Am nächsten Tag geht es meiner Freundin kaum besser. Sie hat schlecht geschlafen. Na ja, das ist eben so. Überraschenderweise jedoch bin ich aber diejenige, die nicht wach wird. Es muss die Frühjahrsmüdigkeit sein, sagen Menschen, die es wissen. Und weil der Frühling ein Sommer ist, kommt die Müdigkeit mit einer Wucht, die Zwischentöne, laue Lüfte und Leichtigkeit nicht kennt. Diese Frühjahrsmüdigkeit ist bedingungslos. Ausgeliefert lege ich den Kopf auf den Tisch mitten im Restaurant. „Tragt mich nach Hause.“

Es sollte weitere 24 Stunden dauern, bis aus meiner Frühjahrsmüdigkeit ebenfalls eine Sommergrippe erwächst. Hier ist sie, die viel gefürchtete erhöhte Temperatur! „Bist du sicher, dass du da nicht etwas falsch verstanden hast?“, fragt mich meine Freundin frech. „Nicht du, die Erde ist gemeint. Die Eisberge, die verschwinden. Die Eisbären, die aussterben. Hamburg, das wie New Orleans im Wasser steht.“

Der Zeitpunkt für Scherze indes ist sehr schlecht gewählt. Zum Lachen ist mir nicht. Ich bin schlapp, mein Mund trocken, mein Hals rau, meine Nase aufgerissen, mein Kopf rot. „Bei mir ist der Klimawandel in den Körper eingedrungen“, jammere ich. Ich habe eine Sommergrippe mitten im Frühjahr. „Bring mir Tee.“ Soll heißen: „Wo bleibt der Regen?“ Zu diesem Zeitpunkt hat es bereits sechs Wochen lang keine Niederschläge mehr gegeben in unseren Breiten.

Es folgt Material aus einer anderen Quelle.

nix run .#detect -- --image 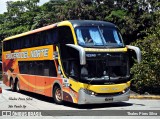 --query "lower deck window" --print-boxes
[18,60,57,77]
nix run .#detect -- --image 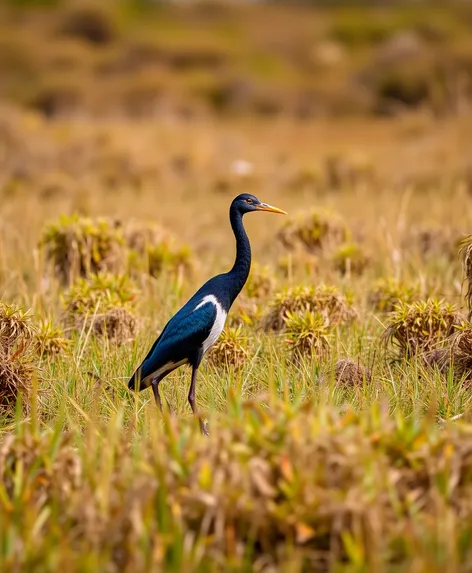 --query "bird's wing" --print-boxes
[138,302,217,378]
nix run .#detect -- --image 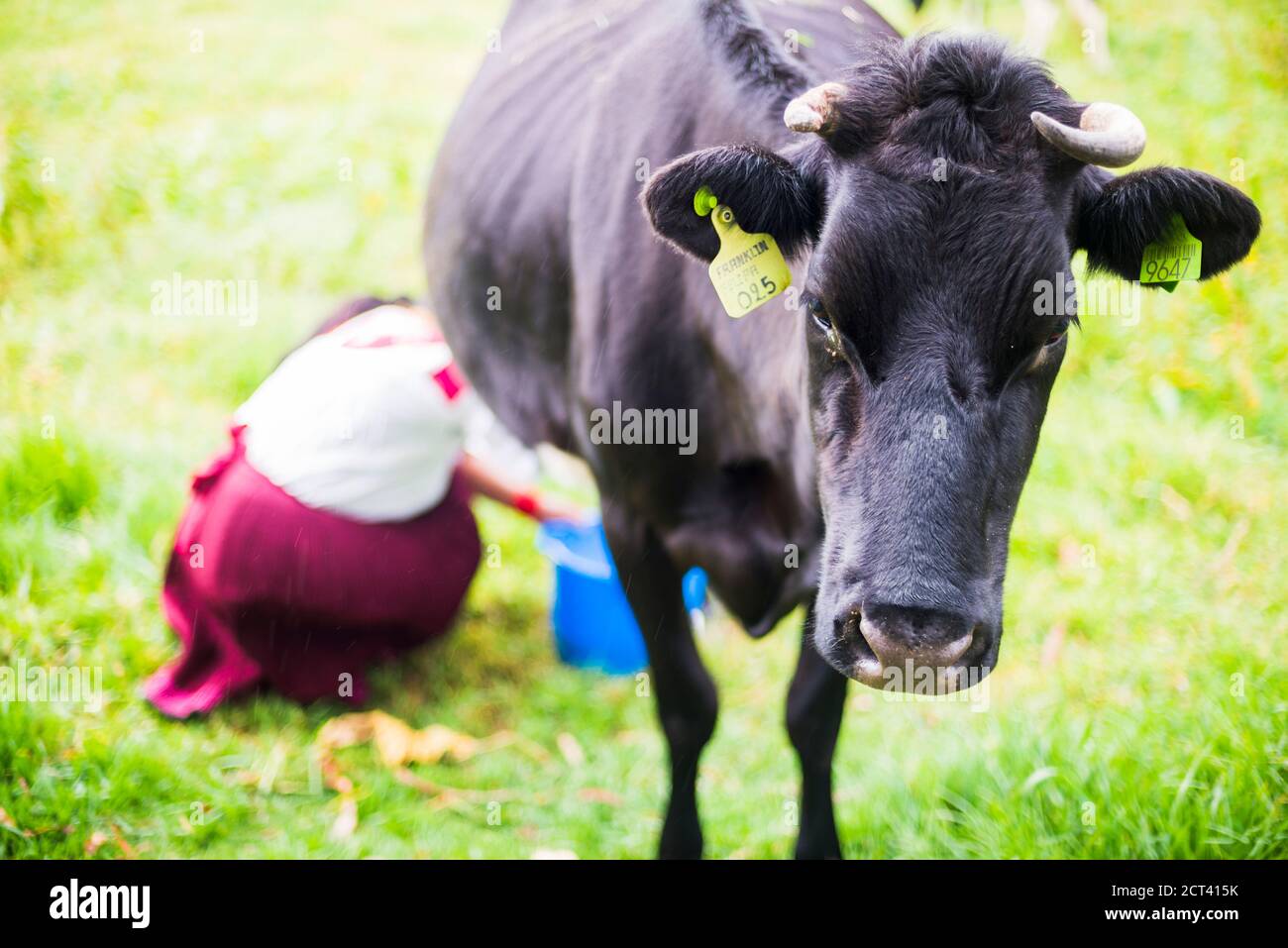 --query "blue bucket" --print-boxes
[537,520,707,675]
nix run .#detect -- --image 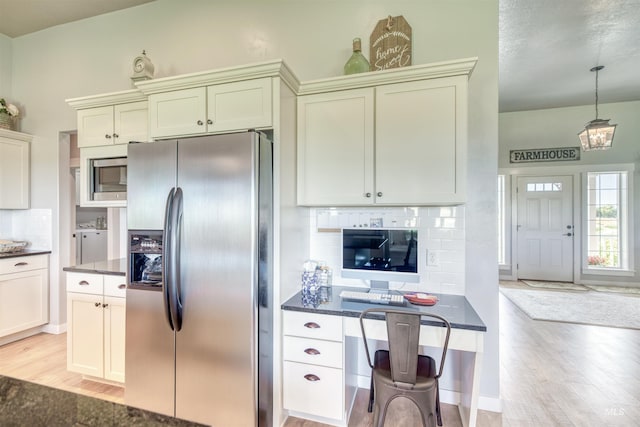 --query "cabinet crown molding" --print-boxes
[297,57,478,95]
[0,128,33,142]
[135,59,299,95]
[65,89,147,110]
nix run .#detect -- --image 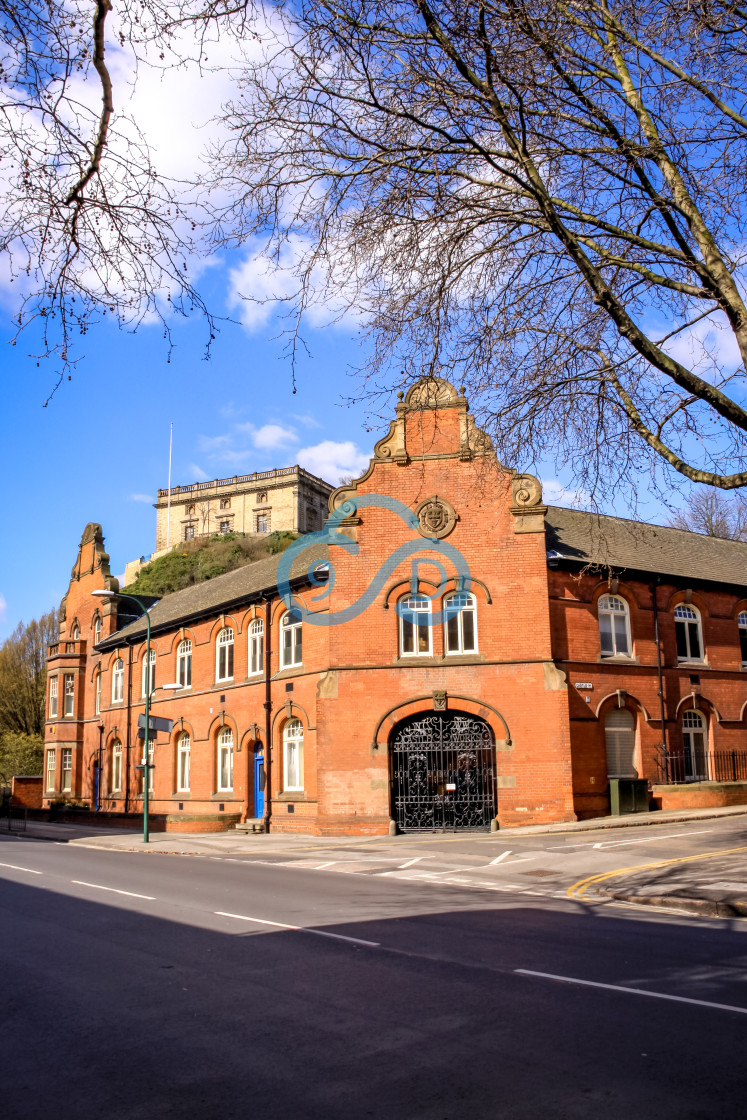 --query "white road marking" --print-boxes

Das Ganze endet grotesk: Wir liegen beide im Bett. Jede vermisst das Alleinstellungsmerkmal, das einem gebührt, wenn man Grippe hat. Keine Gesunde ist da, die die Kranke pflegt. Wer den nächsten Tee kocht, wird ausgelost. „Stein schleift Schere. Du bist dran.“ Und wer kauft die nächste Lage Papiertaschentücher? „Schere schneidet Papier.“ Beim nächtlichen Inhalieren hängen unsere Köpfe versteckt unter Handtüchern nebeneinander über den Töpfen mit Kamillenaufguss. Absichtlich setzen wir uns vors Fenster, damit alle aus dem gegenüberliegenden Haus uns dabei zusehen können. Denn der Klimawandel und damit die erhöhte Temperatur geht – das haben wir in dieser Woche kapiert – alle gleich an.